Mike Sparber, the previous interim director of Spokane County Detention Services and longtime corrections officer with the agency, has officially been named director by the Spokane County Board of Commissioners.
Sparber, who first joined the county as a corrections officer in 1988, stepped into the role of interim director last February when John McGrath, the former director, left the position after roughly five years in the role. A nationwide search for a new agency head ensued, garnering 11 qualified applicants out of 31 total applications, according to Jared Webley, a Spokane County spokesperson.
“Mike has shown great leadership in his time as Interim Director. We are excited that he will be taking on these duties officially as the full-time director," Mary Kuney, chair of the Spokane County Board of Commissioners, says in a news release. "He leads with dedication and compassion for our employees and the individuals within our detention services system.”
Sparber's selection as director comes amidst a series of issues in its facilities. Inmate overcrowding in the Spokane County Jail continues to pose problems, along with drug overdoses within the facility — and the importation of illicit drugs — and inmate deaths. An inmate died in early June, marking the ninth death in the aging jail since 2017, while three inmates were hospitalized in May after taking an "unknown powdery substance."
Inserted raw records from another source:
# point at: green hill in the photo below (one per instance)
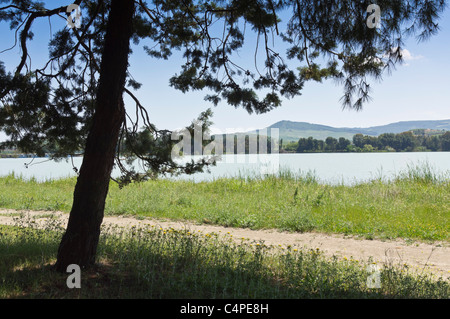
(292, 131)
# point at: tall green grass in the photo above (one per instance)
(167, 263)
(413, 205)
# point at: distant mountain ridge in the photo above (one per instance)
(292, 131)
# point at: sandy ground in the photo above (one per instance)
(421, 257)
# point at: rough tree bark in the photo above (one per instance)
(79, 243)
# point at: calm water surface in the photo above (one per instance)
(347, 168)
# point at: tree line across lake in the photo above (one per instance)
(411, 141)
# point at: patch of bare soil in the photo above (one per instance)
(426, 258)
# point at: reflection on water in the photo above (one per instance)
(332, 168)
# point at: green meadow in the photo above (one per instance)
(415, 205)
(168, 263)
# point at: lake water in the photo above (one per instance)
(331, 168)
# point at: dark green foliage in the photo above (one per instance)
(401, 142)
(49, 109)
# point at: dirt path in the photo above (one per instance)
(427, 258)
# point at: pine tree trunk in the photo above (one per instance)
(79, 243)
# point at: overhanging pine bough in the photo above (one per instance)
(73, 104)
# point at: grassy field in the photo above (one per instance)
(415, 205)
(157, 263)
(161, 264)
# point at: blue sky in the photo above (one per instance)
(417, 90)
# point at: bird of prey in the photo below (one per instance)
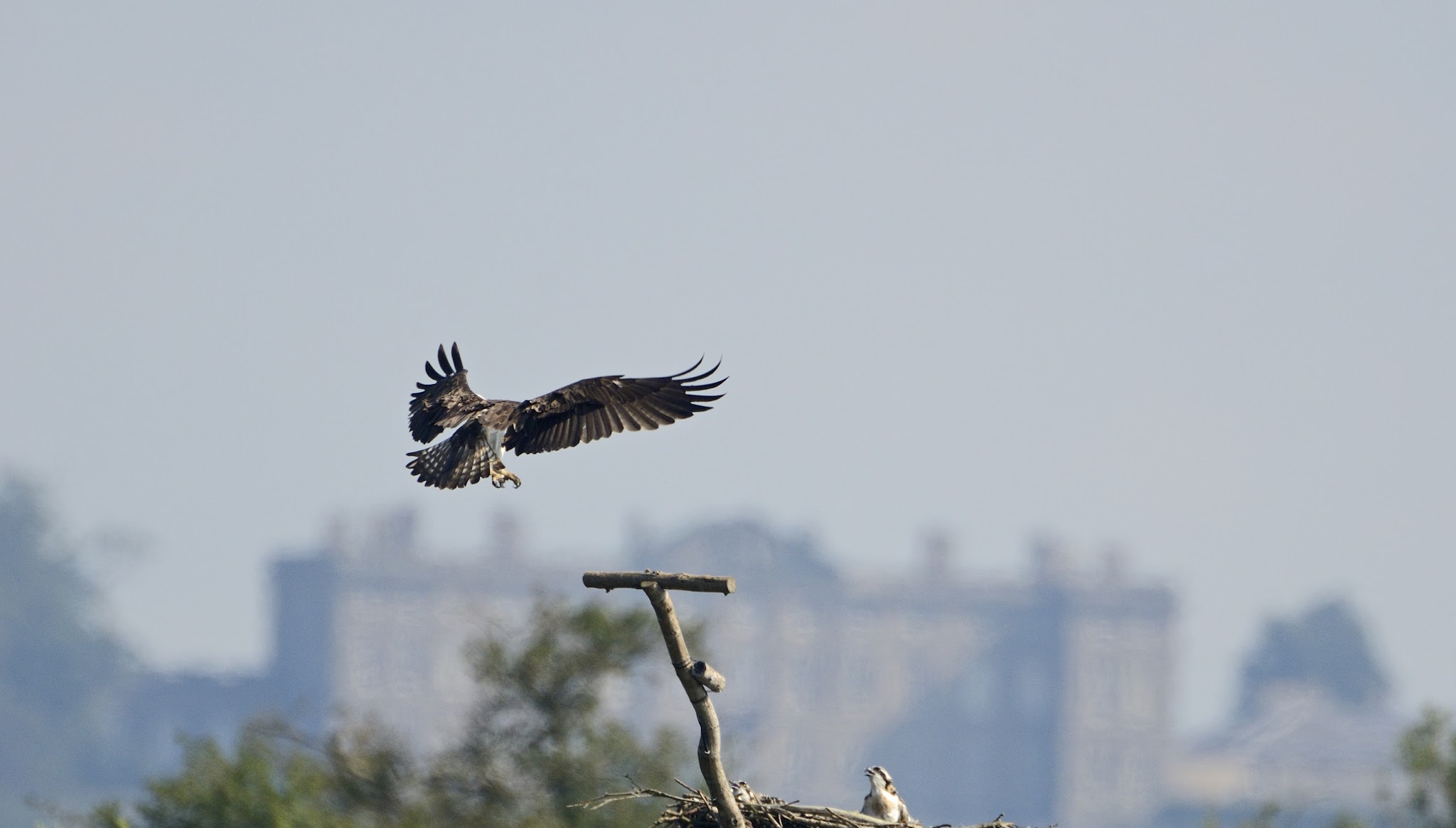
(883, 800)
(579, 413)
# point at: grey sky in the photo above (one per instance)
(1174, 277)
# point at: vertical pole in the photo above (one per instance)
(710, 745)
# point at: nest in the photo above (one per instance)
(695, 810)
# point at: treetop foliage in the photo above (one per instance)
(535, 744)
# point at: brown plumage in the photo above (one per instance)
(579, 413)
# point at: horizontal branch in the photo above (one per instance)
(611, 580)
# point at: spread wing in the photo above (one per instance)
(603, 405)
(459, 461)
(444, 403)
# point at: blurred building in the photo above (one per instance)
(1044, 699)
(1312, 731)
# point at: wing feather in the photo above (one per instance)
(603, 405)
(444, 403)
(462, 460)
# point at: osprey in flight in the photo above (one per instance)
(579, 413)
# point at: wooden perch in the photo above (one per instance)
(611, 580)
(710, 743)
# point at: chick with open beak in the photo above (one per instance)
(883, 800)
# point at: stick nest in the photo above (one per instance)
(695, 810)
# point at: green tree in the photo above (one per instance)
(536, 741)
(58, 671)
(535, 744)
(1428, 754)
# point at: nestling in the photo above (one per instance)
(883, 800)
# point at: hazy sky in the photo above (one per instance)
(1177, 279)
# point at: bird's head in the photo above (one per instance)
(880, 779)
Of his priorities, Sparber says in a news release: “I strongly believe in nurturing an organizational culture of honesty, transparency and accountability, based not only on our core values, but also a sound organizational strategy aligned with county and Spokane regional objectives. I am looking forward to the opportunity to leave a positive mark on this agency.”
In addition to his involvement in the Spokane Regional Law and Justice Council, Sparber serves as a member of the American Jail Association, the American Corrections Association and the local committee working with the MacArthur Foundation on its criminal justice reform work in the county. He also holds a bachelor's degree in business administration from Eastern Washington University, an Executive Certification from the Washington State Criminal Justice Commission and a Trilogy Award for leadership from the FBI.